With complete transparency, we published regular updates on the campaign preparation progress. We asked for feedback on marketing content and product features. We even created a secret Telegram chat group for 40 of our most hardcore fans, who were able to influence the product development.
The assumption was that the more emotionally invested people will become, the more likely they are to buy.
After all, how can you NOT buy something you helped create…?
To take things one step further, we trained Autopilot to identify the people who liked us the most, based on their engagement data. We then built a referral platform with Kickofflabs, asking our biggest fans to share us with friends in exchange for rewards.
We simply identified the people who loved us, and gave them a great way to spread the word. That alone gave us 28% more hot leads.
No growth hacking case study is complete without the results, right? You’re almost there.
We chose May 9, 2017 as the Indiegogo campaign launch date. Because the first 24 hours were so critical to success, we made it easy for people to remember the date. We did it by creating a Facebook event, and generating event invitation links for easy calendar adds. Those were used over 1000 times.
To create urgency, we added special discounts that were valid only for the first few hours. You either pre-order at 17:00 sharp, or end up paying more. First come, first served.
Check out one of the emails below.
Our lead nurturing had strong engagement throughout the project, culminating in a massive spike at launch. On 9 May we were ready for action.
People eagerly waited for the pre-orders to start, ready to take advantage of the early-bird offer. The minute we went live, thousands of potential buyers rushed in to place an order.
We made €100,000 in the first 24 hours, and over €140,000 in total. Almost a thousand people paid us for a product that didn’t exist. 🔥🔥🔥
This allowed Haikara to fund product development, attract media attention and find investors. It was one of the fastest growing campaigns in Indiegogo history.

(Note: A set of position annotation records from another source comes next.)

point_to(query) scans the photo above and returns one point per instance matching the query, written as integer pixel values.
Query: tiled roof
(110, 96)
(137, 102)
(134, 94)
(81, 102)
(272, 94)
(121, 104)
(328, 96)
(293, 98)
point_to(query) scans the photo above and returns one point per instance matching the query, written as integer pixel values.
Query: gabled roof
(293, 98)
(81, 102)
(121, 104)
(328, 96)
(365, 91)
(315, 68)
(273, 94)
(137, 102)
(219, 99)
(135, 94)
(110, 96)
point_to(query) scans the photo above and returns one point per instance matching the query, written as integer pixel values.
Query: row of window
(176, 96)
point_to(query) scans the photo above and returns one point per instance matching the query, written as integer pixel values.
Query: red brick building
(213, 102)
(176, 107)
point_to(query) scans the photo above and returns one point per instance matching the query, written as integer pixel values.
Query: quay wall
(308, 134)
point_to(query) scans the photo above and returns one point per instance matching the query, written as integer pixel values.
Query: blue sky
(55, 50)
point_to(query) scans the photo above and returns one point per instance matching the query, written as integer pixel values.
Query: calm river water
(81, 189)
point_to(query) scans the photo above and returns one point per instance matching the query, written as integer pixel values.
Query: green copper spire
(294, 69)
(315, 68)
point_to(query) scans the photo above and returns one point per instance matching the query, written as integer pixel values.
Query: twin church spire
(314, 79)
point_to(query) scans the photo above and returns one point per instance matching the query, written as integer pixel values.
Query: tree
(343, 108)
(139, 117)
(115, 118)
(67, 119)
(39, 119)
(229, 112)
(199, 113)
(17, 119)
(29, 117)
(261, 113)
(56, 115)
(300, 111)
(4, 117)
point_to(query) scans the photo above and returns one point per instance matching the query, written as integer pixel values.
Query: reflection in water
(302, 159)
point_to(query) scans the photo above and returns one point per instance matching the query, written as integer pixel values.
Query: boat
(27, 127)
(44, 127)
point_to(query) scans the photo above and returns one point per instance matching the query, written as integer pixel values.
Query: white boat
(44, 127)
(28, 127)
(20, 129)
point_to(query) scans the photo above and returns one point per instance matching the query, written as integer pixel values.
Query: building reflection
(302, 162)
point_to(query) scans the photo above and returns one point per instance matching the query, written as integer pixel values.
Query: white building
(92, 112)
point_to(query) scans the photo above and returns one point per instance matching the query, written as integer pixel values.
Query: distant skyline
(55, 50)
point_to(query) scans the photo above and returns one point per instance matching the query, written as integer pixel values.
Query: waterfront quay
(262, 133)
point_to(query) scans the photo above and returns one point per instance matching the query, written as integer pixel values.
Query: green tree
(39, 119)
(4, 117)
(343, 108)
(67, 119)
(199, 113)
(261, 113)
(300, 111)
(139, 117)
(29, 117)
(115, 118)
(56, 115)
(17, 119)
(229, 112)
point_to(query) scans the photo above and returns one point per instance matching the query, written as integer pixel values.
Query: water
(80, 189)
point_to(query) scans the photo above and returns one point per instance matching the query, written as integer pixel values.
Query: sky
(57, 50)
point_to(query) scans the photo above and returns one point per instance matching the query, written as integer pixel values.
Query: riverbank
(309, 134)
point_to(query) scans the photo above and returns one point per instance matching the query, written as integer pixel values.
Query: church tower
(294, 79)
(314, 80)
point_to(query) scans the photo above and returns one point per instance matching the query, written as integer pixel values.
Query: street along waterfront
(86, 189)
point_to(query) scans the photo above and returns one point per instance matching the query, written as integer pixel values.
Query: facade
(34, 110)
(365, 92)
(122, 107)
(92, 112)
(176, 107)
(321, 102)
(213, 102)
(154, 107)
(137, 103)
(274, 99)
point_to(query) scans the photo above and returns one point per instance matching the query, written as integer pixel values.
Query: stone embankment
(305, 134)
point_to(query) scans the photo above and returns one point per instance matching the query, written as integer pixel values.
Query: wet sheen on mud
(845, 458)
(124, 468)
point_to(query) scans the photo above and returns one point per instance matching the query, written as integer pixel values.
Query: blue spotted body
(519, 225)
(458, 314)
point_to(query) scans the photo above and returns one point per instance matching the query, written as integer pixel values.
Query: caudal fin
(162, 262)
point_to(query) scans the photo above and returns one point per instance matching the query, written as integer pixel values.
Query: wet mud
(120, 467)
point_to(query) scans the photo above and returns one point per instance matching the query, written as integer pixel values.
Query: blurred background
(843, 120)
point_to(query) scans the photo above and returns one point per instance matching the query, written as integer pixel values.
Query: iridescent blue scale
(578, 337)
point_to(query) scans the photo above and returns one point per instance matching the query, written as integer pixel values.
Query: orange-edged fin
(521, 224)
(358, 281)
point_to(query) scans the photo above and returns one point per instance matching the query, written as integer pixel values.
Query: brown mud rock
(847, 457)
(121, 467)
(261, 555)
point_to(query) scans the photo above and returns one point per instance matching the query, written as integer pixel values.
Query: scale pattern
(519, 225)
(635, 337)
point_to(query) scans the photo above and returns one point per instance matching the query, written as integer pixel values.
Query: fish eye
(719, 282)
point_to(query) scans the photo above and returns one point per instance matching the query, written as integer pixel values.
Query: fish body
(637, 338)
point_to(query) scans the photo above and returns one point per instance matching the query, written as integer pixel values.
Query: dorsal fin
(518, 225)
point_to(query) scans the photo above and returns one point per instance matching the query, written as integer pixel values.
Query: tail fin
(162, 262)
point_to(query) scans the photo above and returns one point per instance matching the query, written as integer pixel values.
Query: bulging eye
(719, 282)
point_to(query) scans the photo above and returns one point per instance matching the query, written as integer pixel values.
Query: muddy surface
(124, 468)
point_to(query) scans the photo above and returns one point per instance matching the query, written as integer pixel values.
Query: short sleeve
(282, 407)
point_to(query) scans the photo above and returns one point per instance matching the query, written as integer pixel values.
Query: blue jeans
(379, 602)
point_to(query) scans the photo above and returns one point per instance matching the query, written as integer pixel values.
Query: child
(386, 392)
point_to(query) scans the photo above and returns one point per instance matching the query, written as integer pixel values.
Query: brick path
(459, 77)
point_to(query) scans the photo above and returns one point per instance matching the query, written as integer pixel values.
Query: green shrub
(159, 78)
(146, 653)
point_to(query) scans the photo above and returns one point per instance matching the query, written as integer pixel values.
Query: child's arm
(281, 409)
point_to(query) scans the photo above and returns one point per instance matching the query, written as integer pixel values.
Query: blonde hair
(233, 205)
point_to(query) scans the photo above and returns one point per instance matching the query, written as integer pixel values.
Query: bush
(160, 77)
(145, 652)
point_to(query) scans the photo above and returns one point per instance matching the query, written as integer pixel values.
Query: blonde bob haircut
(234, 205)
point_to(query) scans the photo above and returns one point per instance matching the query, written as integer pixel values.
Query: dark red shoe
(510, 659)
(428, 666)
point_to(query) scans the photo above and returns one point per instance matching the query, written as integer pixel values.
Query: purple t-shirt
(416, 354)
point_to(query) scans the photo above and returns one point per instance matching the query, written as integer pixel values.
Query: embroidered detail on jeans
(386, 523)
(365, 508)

Key Learnings – Growth Hacking Case Study
Because our initial assumptions were incorrect, we proved that marketing decisions should only be based on data. No matter how experienced you are, your opinions will often be wrong.
These results would’ve been impossible if we did things the usual way – come up with a campaign and wait to see if it works.
Instead, we used growth hacking and experiments to collect massive amounts of data in a short time. We understood exactly who our buyers are, and simply told each person what they wanted to hear.
Embrace growth marketing in your company. It’s the best way to stay ahead of the game and get extraordinary results.